HackerOne Founds Hacking Policy Council with Fellow Industry Leaders in Continued Drive to Improve Cybersecurity Policy for Ethical Hackers, Businesses, and Governments

HackerOne Founds Council with Google, Intel, and Others to Advocate for the Protection of Good Faith Security Research and the Adoption of Cybersecurity Best Practices

SAN FRANCISCO, April 13, 2023: HackerOne, the leader in Attack Resistance Management, announced the formation of the Hacking Policy Council in conjunction with the Center for Cybersecurity Policy and Law and other leading organizations experienced in security researcher engagement. As a founding member, HackerOne will advocate for policies encouraging vulnerability detection, management, and disclosure best practices and improved protections for good faith security research.

“As the threat landscape continues to evolve, policymakers must consider how the hacking community can help organizations meet this challenge.
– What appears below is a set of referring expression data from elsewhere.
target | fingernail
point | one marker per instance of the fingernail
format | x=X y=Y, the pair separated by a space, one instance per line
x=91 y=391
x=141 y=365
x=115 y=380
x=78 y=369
The Council aims to advocate for policy outcomes that will best enable vulnerability discovery and disclosure and protect the hackers working to improve the security of the products and systems we all use,” said HackerOne Chief Policy and Legal Officer Ilona Cohen. “I look forward to bringing lessons from my background in the federal government and HackerOne’s work with the hacking community to inform the Hacking Policy Council’s agenda.”

As cyberattacks increasingly impact consumers, more businesses and governments have begun to recognize the benefits of security research to reduce the risk of a breach. However, misinformed and outdated notions about vulnerability disclosure persist, and some organizations still struggle to effectively adopt best practices like vulnerability disclosure programs (VDPs). Overly restrictive legacy laws create uncertainty that discourages good faith security research, and emerging legal requirements mandating rushed or premature vulnerability reporting can negatively impact collective cybersecurity efforts. A recent HackerOne survey also revealed 64% of organizations still admit to a culture of security through obscurity, which hinders industry collaboration and transparency. 

HackerOne will address these challenges through the Hacking Policy Council by working with the security, business, and policymaking communities to: 

  • Promote collaboration across these communities for increased transparency and understanding
  • Encourage a further cultural shift toward protecting and embracing good faith security research and ethical hackers
  • Build a more favorable legal environment for and educate these communities on the benefits of best practices such as VDPs, pentesting, and bug bounty programs
  • Drive policies that encourage hacker engagement and the adoption of vulnerability policies that increase all organizations’ resistance to attack

“HackerOne will always push to effect industry change that protects the research of the hacker community and enhances the security of our customers. These advocacy efforts contribute to our mission of building a safer internet,” said HackerOne CEO Marten Mickos. “Joining the Hacking Policy Council will strengthen our message and expedite how quickly we can reach policymakers to shape their agendas.”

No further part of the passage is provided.